In the first post we set out the most common challenges you are likely to face and how you may overcome these. In the second post we focused on how Office 365 and SharePoint can play a part in moving to the cloud. Here we cover how they can help join up your organisation online using their collaboration tools and features.
When arranging the habitat, it is key to address the theme of collaboration. Since each of these themes, derives different feature settings of artifacts and services. In many cases, teamwork is situated in the context of a project. Other themes for collaboration are the line of business unit teamwork, or the more learning networks a.k.a communities of practice. I will leave these later themes for now.
Most enterprises have some project management process (i.e. PMP) that all projects do have to adhere to, with added complementary documentation, and reporting mechanisms. This is so the leadership within the organisation will be able to align resources, govern the change portfolio across different business units. Given this structure, it is very easy to depict measurable outcomes, as project documents have to be produced, regardless of what the project is supposed to contribute towards.
The construction of a habitat, or design of a joint workplace, all boils down to pragmatic steps that are aligned with the overarching project framework at hand. Answering a few simple Questions (Inverted Pyramid):
- Who? will be participating, who will own (organisation) the outcome from the joint effort pulling together a project (dc.contributor ; dc.creator ; dc.provenance ) and reach ( dc.coverage ; dc.audience )
- What? is the project all about, topic and theme (dc.subject ; dc.title ; dc.description, dc.type )
- When? will this project be running, and timeline for ending the project. All temporal themes around the life of a project. (dc.date)
- Where? will participants contribute. What goes where and why? (dc.source ; dc.format ; dc.identifier )

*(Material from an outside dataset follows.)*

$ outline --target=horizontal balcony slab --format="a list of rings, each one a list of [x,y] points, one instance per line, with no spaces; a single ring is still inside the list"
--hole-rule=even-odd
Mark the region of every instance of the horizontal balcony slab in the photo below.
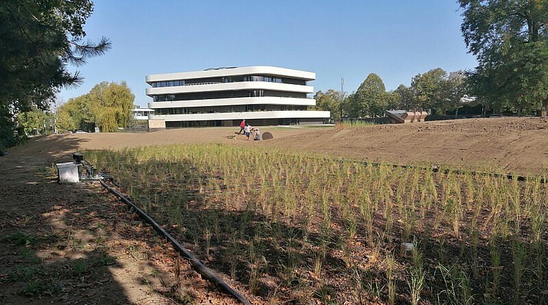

- Why? usually defined in project description, setting common ground for the goals and expected outcome. ( dc.description )
- How? defines used processes, practices and tools to create the expected outcome for the project, with links to common resources as the PMP framework, but also links to other key data-sets. Like ERP record keeping and masterdata, for project number and other measures not stored in the habitat, but still pillars to align to the overarching model. (dc.relation)
When these questions have been answered, the resource description for the habitat is set. In Sharepoint the properties bag (code) feature. During the lifespan of the on-going project, all contribution, conversations and creation of things can inherit rule-based metadata for the artifacts from the collections resource description. This reduces the burden weighing on the actors building the content, by enabling automagic metadata completion where applicable. And from the wayfinding, and findability within and between habitats, these resource descriptions will be the building blocks for a sustainable information architecture.